千早茜『西洋菓子店プティ・フール』を読了。最終話は『クレーム』。
主人公・亜樹の視点に戻り、前話で祐介から婚約破棄を告げられたその後が語られる。
前回も書いたが、亜樹は真っ直ぐで、目標に向けて邁進する一方、周りを見る余裕がない。良くも悪くも0か100しかない。そう頑なに思い込んでいる部分があるように見える。
自分の都合で、結婚に「待った」をかけたまま、その状態を保持している。本当に結婚する気はあるのか、と第一話を読んだ時もふと心配になった。
そして、祐介から見直しを提示されると、「ゼロ」宣言と見なしてしまう。(破棄された、全てがなくなったというのは亜樹自身の解釈ではないのか、と思う)
そんな「極端」とも言える亜樹の状態を象徴するのが、タイトルにもなっているクリームだ。泡立てるにも、加減があり、やりすぎると脂が分離して使い物にならなくなる。

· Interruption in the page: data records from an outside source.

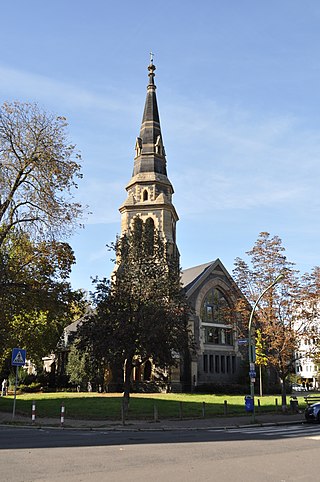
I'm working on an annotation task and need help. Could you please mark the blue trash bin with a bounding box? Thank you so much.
[244,395,254,412]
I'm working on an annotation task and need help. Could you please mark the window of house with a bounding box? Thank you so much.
[226,356,230,374]
[215,355,220,373]
[204,327,233,345]
[203,354,208,373]
[232,356,236,374]
[209,355,214,373]
[221,356,225,373]
[143,189,148,201]
[201,288,231,324]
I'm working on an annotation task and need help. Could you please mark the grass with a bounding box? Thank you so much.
[0,392,289,421]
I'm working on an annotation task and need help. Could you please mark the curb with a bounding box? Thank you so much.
[0,418,305,432]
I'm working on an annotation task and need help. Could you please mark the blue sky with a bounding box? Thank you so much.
[1,1,320,292]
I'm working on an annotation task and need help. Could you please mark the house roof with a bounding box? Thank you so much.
[181,261,215,289]
[181,259,237,298]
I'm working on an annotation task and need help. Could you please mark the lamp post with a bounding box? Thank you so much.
[248,273,284,421]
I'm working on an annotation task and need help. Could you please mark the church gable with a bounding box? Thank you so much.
[183,259,246,389]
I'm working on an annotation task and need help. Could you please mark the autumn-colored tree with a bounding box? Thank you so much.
[255,328,268,396]
[0,101,84,246]
[233,232,305,409]
[77,217,190,412]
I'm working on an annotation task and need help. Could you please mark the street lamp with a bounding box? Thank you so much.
[248,273,284,421]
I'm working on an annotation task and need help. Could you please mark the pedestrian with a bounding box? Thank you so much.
[1,379,7,397]
[87,381,92,392]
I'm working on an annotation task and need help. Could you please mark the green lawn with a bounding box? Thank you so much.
[0,392,291,421]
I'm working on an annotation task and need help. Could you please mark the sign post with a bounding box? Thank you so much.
[11,348,26,420]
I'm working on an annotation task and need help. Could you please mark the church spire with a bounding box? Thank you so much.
[119,60,179,257]
[133,60,167,177]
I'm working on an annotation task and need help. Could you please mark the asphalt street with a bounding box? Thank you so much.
[1,422,320,448]
[1,424,320,481]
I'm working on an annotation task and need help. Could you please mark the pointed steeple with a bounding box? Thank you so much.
[119,60,179,258]
[133,60,167,177]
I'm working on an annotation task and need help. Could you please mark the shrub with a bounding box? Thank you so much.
[194,383,248,395]
[18,382,42,393]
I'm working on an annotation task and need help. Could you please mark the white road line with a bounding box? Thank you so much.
[222,425,320,437]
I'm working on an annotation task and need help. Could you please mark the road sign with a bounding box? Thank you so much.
[249,370,256,378]
[237,339,248,345]
[11,348,26,366]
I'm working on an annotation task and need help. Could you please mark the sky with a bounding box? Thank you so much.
[1,1,320,293]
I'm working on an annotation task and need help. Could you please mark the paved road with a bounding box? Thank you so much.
[1,424,320,481]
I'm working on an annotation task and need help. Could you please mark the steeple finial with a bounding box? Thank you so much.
[148,52,156,86]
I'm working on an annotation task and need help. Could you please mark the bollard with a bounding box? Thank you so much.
[275,398,278,411]
[202,401,206,418]
[31,401,36,423]
[60,403,65,427]
[257,399,261,411]
[224,400,228,416]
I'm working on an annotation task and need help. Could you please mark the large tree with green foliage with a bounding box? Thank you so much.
[77,217,190,410]
[233,232,307,409]
[0,101,86,371]
[0,230,85,369]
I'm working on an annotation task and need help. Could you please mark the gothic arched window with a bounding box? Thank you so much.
[143,189,148,201]
[144,217,155,255]
[201,288,233,345]
[201,288,230,324]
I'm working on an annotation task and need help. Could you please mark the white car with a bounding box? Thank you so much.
[291,383,306,392]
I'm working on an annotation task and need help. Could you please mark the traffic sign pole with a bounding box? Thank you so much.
[11,348,27,420]
[12,365,18,420]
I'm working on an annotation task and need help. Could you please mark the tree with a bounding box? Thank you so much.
[0,101,86,371]
[0,101,84,247]
[233,232,305,409]
[66,344,91,388]
[255,328,268,397]
[0,230,84,370]
[77,217,190,411]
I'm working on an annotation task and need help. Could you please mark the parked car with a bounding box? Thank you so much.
[305,402,320,422]
[292,383,306,392]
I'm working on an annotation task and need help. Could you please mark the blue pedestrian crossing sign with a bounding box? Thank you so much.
[11,348,26,366]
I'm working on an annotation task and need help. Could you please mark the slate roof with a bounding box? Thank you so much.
[181,261,215,290]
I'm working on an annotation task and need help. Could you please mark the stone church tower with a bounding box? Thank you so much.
[119,60,179,258]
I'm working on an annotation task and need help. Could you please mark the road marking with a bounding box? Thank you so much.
[215,425,320,438]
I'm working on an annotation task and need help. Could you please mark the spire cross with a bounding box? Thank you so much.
[150,51,155,64]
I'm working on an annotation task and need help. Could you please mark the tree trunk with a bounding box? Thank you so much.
[122,357,133,416]
[281,376,287,412]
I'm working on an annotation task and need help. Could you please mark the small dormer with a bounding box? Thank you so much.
[155,135,164,155]
[135,137,142,157]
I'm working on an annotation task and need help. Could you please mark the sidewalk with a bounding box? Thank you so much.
[0,410,305,431]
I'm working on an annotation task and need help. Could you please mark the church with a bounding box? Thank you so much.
[118,59,246,392]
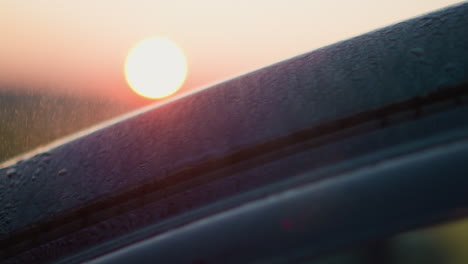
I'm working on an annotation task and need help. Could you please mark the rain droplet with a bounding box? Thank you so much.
[444,63,457,72]
[410,48,424,57]
[58,169,68,176]
[40,152,52,165]
[6,168,16,179]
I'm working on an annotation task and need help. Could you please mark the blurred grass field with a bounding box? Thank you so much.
[0,88,139,163]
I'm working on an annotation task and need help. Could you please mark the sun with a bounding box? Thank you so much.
[124,37,188,99]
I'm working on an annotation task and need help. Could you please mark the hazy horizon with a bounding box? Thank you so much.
[1,0,464,103]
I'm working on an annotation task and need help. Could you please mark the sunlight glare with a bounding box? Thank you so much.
[125,37,187,99]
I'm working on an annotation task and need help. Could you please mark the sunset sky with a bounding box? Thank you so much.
[0,0,464,104]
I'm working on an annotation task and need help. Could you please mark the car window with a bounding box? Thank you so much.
[0,0,462,164]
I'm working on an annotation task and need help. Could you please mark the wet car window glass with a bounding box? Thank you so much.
[1,2,467,264]
[0,0,462,164]
[308,217,468,264]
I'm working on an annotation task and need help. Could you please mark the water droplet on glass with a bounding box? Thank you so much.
[40,152,52,164]
[444,63,457,72]
[58,169,68,176]
[6,168,16,178]
[410,48,424,57]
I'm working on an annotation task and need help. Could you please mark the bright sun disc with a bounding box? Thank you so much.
[125,37,187,99]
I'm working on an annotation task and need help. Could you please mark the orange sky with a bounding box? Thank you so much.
[0,0,463,105]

亜樹の極端さ、余裕のなさは、「お前の菓子には甘さが足りない」、「『あれもできるこれもできる』と詰め込みすぎている」という祖父からの言葉からも明らかだ。
いつの間にか自分が見えにくくなっている。
自分が本当に何が欲しいのか。何が大切なのか。

「詰め込みすぎる」傾向は、私自身もよく言われるし、自覚もしている。「余裕」、「空き」の部分があるからこそ、固くなりすぎずに済む。立ち止まることも時には重要だ。
甘いお菓子が人を幸せにするのは、食べる相手に寄り添う部分があるから。時に苦みやスパイシーさもあるが、それもまた人生の一部。両方があるからこそ、成り立つものもあるだろう。